Dear dev team,
Remember how I was confused on our last call? It took me a while but I figured a few things out…
“Production” isn’t staging
When you said you’d push the new code into production and test it and I flipped out? And you said, “Don’t worry, it’ll be fine.” I didn’t realize you were referring to the staging server as “production.”
I take it back, you were right, I shouldn’t have flipped out.
Staging isn’t “mock production” either
On a similar note, when you talk about untested, unaccepted code changes, it’s probably smart not to call the staging environment “mock production.” For one thing, the word “production” is pretty loaded even for your less-technical partners like me. Let’s not use that word unless we’re discussing the public environment where customers interact with our code.
(By the way, what do you call that? “Post-production” or “release” like we’re a Hollywood studio?)
Let’s call the test environment “test,” not “sandbox”
Maybe at this point you think I’m just picking on you. Seriously, though, words are important for a few reasons:
- When we agree on the words we use, we know we’re talking about the same thing. (Remember that time when you were a kid and you started wondering whether everyone else in the world actually saw the same color as you did when you called something blue? It’s like that, only we’re grownups now.)
- Speaking of agreed-upon words, it’s not just me. Professionals have defined these terms.

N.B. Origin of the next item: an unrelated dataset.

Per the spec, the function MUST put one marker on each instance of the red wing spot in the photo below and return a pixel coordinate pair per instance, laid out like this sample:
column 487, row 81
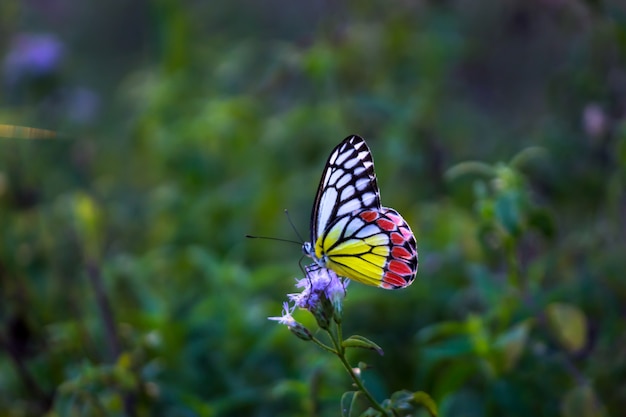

- It’s hard to take the word “sandbox” seriously. Like when you said, “Frank’s changes caused some real problems in the sandbox,” remember how I laughed at you? It’s because I imagined a middle-aged guy with an unfortunate mustache stomping on sand castles while toddlers cried around him. (Granted, that was unprofessional. I apologize.)
I mean, it’s not like I’m asking you to call the test environment Narnia or i<3c0d3 or anything.
QA is not UAT
One final note — when you say, “Yes it’s ready to go, we just finished UAT and we’ll push the changes right away,” you really should expect me to say, “No.”
What your testers do is QA: quality assurance. They’re supposed to make sure nothing’s broken in the code itself before you hand it off to me. To make sure the code does what it’s supposed to with the appropriate inputs.
If the code doesn’t work properly without the appropriate inputs, I shouldn’t see it.
As always, appreciate your hard work.